October 2nd, 2016


Earlier this year, Dan Baum, writing in Legalize It All: How to win the war on drugs for Harper’s Magazine revealed that:

In 1994, John Ehrlichman, the Watergate co-conspirator, unlocked for me one of the great mysteries of modern American history: How did the United States entangle itself in a policy of drug prohibition that has yielded so much misery and so few good results?

What did Ehrlichman unlock? This:

The Nixon campaign in 1968, and the Nixon White House after that, had two enemies: the antiwar left and black people. You understand what I’m saying? We knew we couldn’t make it illegal to be either against the war or black, but by getting the public to associate the hippies with marijuana and blacks with heroin, and then criminalizing both heavily, we could disrupt those communities. We could arrest their leaders, raid their homes, break up their meetings, and vilify them night after night on the evening news. Did we know we were lying about the drugs? Of course we did.

This revelation was, of course two years into the first term of President Bill Clinton. On 13 September of that year, Clinton signed a bill, titled An Act to Control and Prevent Crime authored by then Senator, now Vice President, Joe Biden, that went further to creating our present incarceration state than Nixon ever dreamed possible.

Film maker Ava DuVernay has just released a film documenting the rise of the incarceration state so powerful that for the first time a non-fiction film will open the New York Film Festival. I wrote about DuVernay’s film, 13th last week and I look forward to watching 13th this Friday on Netflix.

This morning I’m reading Jamiles Lartey’s Ava DuVernay: ‘The black body is being used for profit and politics’ in The Guardian. Lartey writes:

DuVernay’s 100-minute voyage through the legacy of the criminalization of black Americans does more than rattle off statistics. Weaving a historical narrative from slavery through the present, the film and its contributors trace in stark relief, the various transmutations that the oppression of the black body in America has taken, and the ways that criminal justice has been recruited to that end.

Michelle Alexander, author of the bestselling book The New Jim Crow, explains in the film how in the post-civil war south, petty offenses were used to recapture newly freed blacks and force them into free labor under convict lend-lease programs that functionally reconstituted chattel enslavement. Indeed the film’s title is drawn from the caveat in the 13th amendment […except as a punishment for crime whereof the party shall have been duly convicted… JH], presumed to guarantee freedom for enslaved blacks, but also legalizes the slavery and involuntary servitude of convicted criminals.

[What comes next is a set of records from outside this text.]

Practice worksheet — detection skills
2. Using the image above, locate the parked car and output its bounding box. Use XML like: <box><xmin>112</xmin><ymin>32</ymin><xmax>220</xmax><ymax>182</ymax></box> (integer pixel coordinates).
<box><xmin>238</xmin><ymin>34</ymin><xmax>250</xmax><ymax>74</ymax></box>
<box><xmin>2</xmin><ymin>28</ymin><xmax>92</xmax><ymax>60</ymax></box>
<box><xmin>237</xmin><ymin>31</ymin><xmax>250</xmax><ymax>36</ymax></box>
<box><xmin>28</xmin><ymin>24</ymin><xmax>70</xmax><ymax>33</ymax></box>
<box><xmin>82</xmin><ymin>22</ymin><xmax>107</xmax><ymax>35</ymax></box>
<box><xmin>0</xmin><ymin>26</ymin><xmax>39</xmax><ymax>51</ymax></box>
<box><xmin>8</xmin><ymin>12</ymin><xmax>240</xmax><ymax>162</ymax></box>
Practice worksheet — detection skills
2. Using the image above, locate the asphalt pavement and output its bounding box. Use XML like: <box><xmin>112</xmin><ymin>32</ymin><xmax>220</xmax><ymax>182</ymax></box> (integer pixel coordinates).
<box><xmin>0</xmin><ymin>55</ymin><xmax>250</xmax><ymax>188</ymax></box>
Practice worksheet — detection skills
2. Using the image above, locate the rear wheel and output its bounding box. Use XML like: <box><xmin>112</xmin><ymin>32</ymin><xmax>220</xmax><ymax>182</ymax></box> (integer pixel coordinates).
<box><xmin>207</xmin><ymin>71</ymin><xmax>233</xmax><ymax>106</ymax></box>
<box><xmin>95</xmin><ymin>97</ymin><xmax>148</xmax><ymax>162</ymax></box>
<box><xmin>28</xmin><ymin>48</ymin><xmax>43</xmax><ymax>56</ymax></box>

What 13th is, at the core, is a history lesson. A lesson that is woefully absent from America’s history books.

DuVernay said the film was conceived around the idea of telling the story of how privatization and profit drove much of the expansion and development of mass incarceration. “There is a really clean clear line of the black body being used for profit and for politics.

“But as we started working on the film we quickly realized in order for that to really pack a punch you had to understand the historical and cultural context,” DuVernay said.

A number of high-profile criminal justice reform advocates, like New Yorker columnist and UConn professor Jelani Cobb, former Obama adviser Van Jones and civil rights icon Angela Davis lend their voices to the film, along with some seemingly less likely figures.

Republican Newt Gingrich and conservative anti-tax crusader Grover Norquist also make appearances, in part highlighting the bipartisan consensus that has begun to built around issues of criminal justice reform– but also, according to DuVernay, some of the points of disagreement which still exist, and some of the potential land mines.

“I wanted to explore the question of why all this bipartisanship now … and we found a surprising answer that may not necessarily be positive,” DuVernay said.

Lingering on the American Legislative Exchange Council (Alec), 13th looks hard at how corporate interests have shaped public policy on criminal justice, and adapted to developments in the national consensus on crime and punishment. The film warns that as liberal and conservative opinion coalesces around the need to have less people in jail and prison, what’s likely to follow is a new wave of technology-aided supervision, like GPS-based monitoring of criminals.

“How much progress is it really if communities of color are still under perpetual surveillance and control, but now there’s a private company making money off the GPS monitor, rather than the person being locked in a literal cage?” Alexander asks in the film.

From where I sit, not much progress at all.